Frequently asked questions
Collection of the frequently asked questions, shoutout to Sean Andrew Buchan (Digital Research Analyst at the University of Aberdeen) for answering most of the questions
How do I check my HPC usage?
$ sreport cluster UserUtilizationByAccount users=r04mr23 start=2000-01-01 format=Accounts%20,Cluster%16,Login,Used
--------------------------------------------------------------------------------
Cluster/User/Account Utilization 2000-01-01T00:00:00 - 2024-06-22T23:59:59 (772412400 secs)
Usage reported in CPU Minutes
--------------------------------------------------------------------------------
Account Cluster Login Used
-------------------- ---------------- --------- --------
mmsn maxwell_cluster r04mr23 281760
Change the r04mr23 with your Maxwell username, it's in minutes, so you have to divide it by 60.

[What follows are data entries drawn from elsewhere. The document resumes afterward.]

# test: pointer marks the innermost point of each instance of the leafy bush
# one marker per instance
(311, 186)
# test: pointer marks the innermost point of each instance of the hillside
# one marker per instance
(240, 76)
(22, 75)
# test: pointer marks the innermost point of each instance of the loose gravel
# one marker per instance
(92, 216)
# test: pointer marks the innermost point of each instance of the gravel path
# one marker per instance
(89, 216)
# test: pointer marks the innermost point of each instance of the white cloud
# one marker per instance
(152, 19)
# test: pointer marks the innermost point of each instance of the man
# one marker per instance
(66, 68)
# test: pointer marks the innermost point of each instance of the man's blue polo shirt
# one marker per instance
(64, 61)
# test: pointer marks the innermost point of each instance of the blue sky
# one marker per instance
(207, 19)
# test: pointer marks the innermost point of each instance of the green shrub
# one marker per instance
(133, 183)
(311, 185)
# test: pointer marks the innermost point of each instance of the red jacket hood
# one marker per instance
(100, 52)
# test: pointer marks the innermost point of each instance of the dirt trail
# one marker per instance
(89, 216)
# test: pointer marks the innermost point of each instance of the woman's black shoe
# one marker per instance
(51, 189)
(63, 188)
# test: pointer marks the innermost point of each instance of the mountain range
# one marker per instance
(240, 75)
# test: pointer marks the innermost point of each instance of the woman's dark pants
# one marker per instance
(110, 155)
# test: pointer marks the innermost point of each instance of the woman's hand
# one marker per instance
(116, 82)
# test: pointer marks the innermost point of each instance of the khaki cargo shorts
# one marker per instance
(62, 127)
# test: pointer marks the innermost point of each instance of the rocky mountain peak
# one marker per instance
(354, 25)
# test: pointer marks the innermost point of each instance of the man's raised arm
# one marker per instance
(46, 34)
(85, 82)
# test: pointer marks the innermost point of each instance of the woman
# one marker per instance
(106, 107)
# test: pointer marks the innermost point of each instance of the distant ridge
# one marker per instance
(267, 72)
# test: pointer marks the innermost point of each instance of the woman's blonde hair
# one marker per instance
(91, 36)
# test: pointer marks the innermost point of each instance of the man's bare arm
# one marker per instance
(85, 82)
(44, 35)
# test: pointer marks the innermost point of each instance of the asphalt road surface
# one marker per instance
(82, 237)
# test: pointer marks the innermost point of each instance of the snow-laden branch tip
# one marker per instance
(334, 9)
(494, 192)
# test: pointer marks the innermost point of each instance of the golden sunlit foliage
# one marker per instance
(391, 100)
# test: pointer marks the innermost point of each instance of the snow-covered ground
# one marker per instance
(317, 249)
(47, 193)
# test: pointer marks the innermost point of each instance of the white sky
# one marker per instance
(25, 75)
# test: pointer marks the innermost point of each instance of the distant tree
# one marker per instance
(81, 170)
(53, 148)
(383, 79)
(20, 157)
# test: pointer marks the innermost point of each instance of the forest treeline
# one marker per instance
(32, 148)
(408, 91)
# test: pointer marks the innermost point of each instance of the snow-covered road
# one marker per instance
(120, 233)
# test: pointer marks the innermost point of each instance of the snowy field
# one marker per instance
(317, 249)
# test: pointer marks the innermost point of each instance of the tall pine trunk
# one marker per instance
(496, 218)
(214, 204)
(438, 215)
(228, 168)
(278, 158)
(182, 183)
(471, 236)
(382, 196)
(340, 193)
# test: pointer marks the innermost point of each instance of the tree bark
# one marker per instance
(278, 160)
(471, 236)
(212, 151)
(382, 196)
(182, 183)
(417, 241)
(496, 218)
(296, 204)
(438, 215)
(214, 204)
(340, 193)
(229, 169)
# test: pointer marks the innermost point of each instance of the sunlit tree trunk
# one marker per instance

I set my #SBATCH --time correctly but my job is being stopped mid way?
The reason might be because you didn't set the partition in the first place and your job being assigned to spot-compute which can only be used for running short job no longer than 36 hours.Add the #SBATCH --partition uoa-compute to run job that is longer than 36 hours
How do I check how much storage have I used? du -sh seems to take forever
Chek home (/uoa/home/r04mr23) directory usage
$ beegfs-ctl --getquota --cfgFile=/etc/beegfs/beegfs-client-uoa-home.conf --uid r04mr23
Quota information for storage pool Default (ID: 1):
user/group || size || chunk files
name | id || used | hard || used | hard
--------------|------||------------|------------||---------|---------
r04mr23|193544|| 14.19 GiB| 56.00 GiB|| 75776| 200000
Check sharedscratch directory (/uoa/home/r04mr23/sharedscratch) usage
$ beegfs-ctl --getquota --cfgFile=/etc/beegfs/beegfs-client-uoa-scratch.conf --uid r04mr23
user/group || size || chunk files
name | id || used | hard || used | hard
--------------|------||------------|------------||---------|---------
r04mr23|193544|| 2.52 TiB| 1024.00 GiB|| 1002345| 1000000
Again change r04mr23 with your Maxwell username, size used is your usage, size hard is the non-official storage limit, try to keep it below hard as suggested by the Maxwell team. chunk files is the file number limit.
How do I check how long did it take for my slurm job to finish?
sacct --format=JobID,JobName,State,Elapsed -j <JOB_ID>